The eight, fun, information-packed workshops are:
Do You Stipple?
The Lovely Digital Letter
For the Love of Nature
Pigment and H2O
A Perspective On Belfast
Oil and the Figure
Soft and Color-Full
Methods and Materials

Visit the Acme Art Alliance website for all the information on times, dates, fees and how to register.

(Image: "Crow on Tree" by Ed Nadeau)

About Ed Nadeau
Artist Ed Nadeau is a native of Maine whose paintings depict the land of the people of his home state in various incarnations. He graduated from Syracuse University in 1980 with his BFA in Painting and from the Maryland Institute College of Art in 1986 with his MFA in painting.

Assistant Professor Nadeau teaches 2d design, painting and drawing at the University of Maine at Orono and has taught advanced courses in Figure Drawing, Nature Drawing, Materials and Techniques for Painters and the Senior Capstone.
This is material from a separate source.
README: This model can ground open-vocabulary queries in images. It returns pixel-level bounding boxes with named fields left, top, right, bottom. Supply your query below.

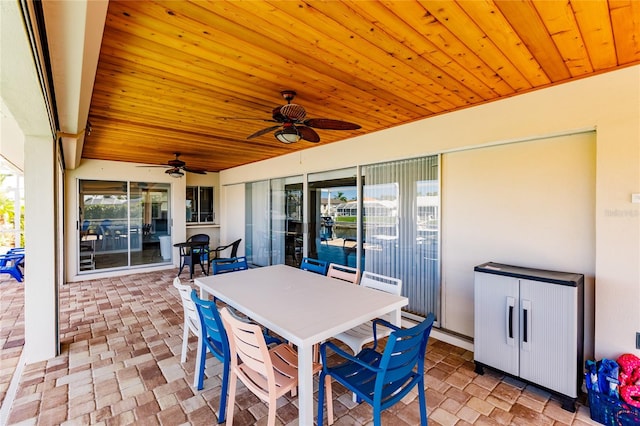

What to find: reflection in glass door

His area of research is in the history, manufacture and use of traditional artists materials such as substrates, gessoes, oil paints, temperas and waxes along with advancements of new technologies and materials that can be adapted for artists' uses.
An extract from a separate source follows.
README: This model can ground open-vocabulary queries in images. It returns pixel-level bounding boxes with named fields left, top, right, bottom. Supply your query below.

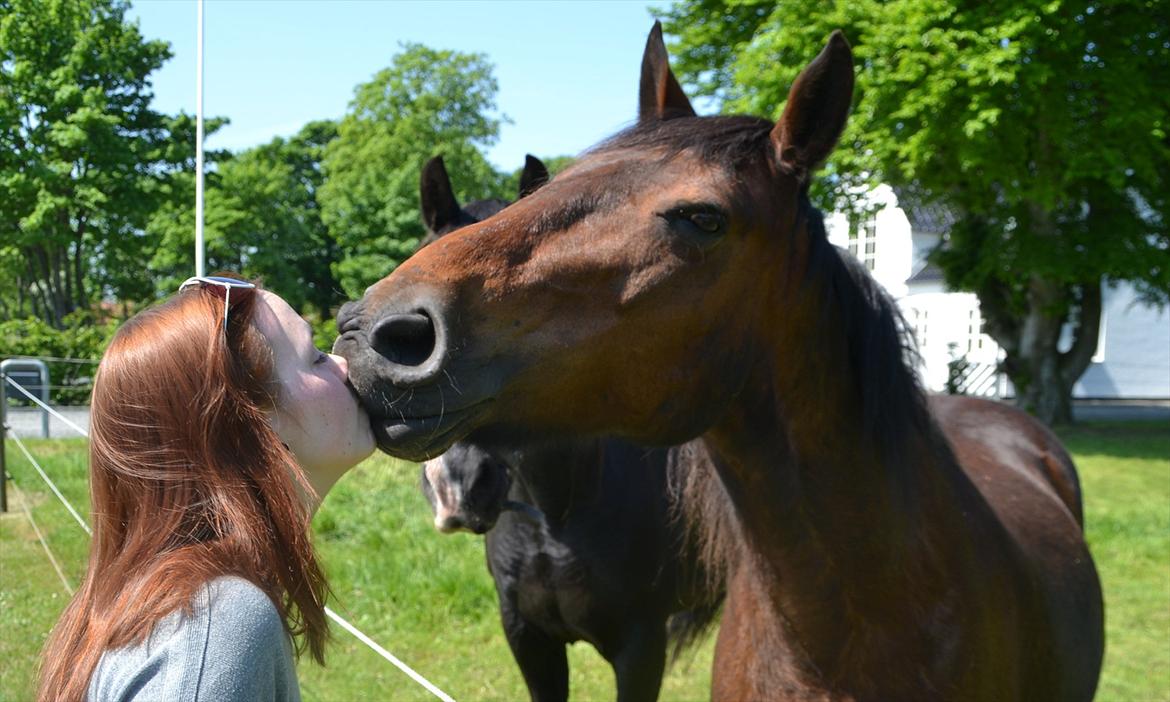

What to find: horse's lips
left=371, top=400, right=490, bottom=461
His paintings have been exhibited widely, including the Baltimore Museum of Art, Maryland Art Place, School 33 Art Center, the Park Center, the Maine Center of Contemporary Art in Rockport, the University of Maine in Orono, Whitney Art Works in Portland, and the Drawing Center, NYC. Currently Courthouse Gallery Fine Art in Ellsworth, Maine represents his paintings. His works are held in many private collections both nationally and internationally.

(Image: "Compost" by Ed Nadeau)

He is currently working on a series of portraits titled “Big Box Images: Portraits of the American Consumer”, which now include an extended array of portraits of people through all walks of life created through the interrelationship between the manipulation of computer imagery and traditional painting and drawing.

>link to Ed Nadeau's website

About Kerstin Engman
After working as a sculptor for 25 years and studying the figure, I set those endeavors aside for a while in order to acknowledge a longstanding interest in color and it’s complex behaviors. At age fifty, a set of new-found observations redirected all artistic energy into examinations which I pleasantly discovered had been dormant for decades - patterned geometries, repetitions, color harmonies, gridded landscapes, bas-relief.

What I find curious is how sculptural the work has remained even as its intent moves away from the formal concerns of 3-dimensional relationships. The materials - beeswax, wooden panels and tiles - have been combined with oil paint to create several different ongoing series of encaustic paintings. Because I live here, the Maine countryside, in all its seasons, contributes enormously to the color balances found in the paintings.

A historical canon of iconography, namely work by 14th-century Italian monastic painters - in particular Duccio di Buoninsegna, Simone Martini, Ambruogio Lorenzetti - and the Van Eyck brothers sponsored an investigation of methods and techniques after a visit to Italy in 1997. I’ve used the encaustic process in combination with gilding metal leaf - aluminum, copper, silver and gold in several of the series of recent years. The process is time-intensive and precious ( also part of the attraction ) which in this era of lessened attention to craft, feels appropriate to me. I believe this is about a respect for a skill which probably couldn’t have occurred at an earlier stage of my evolving work process.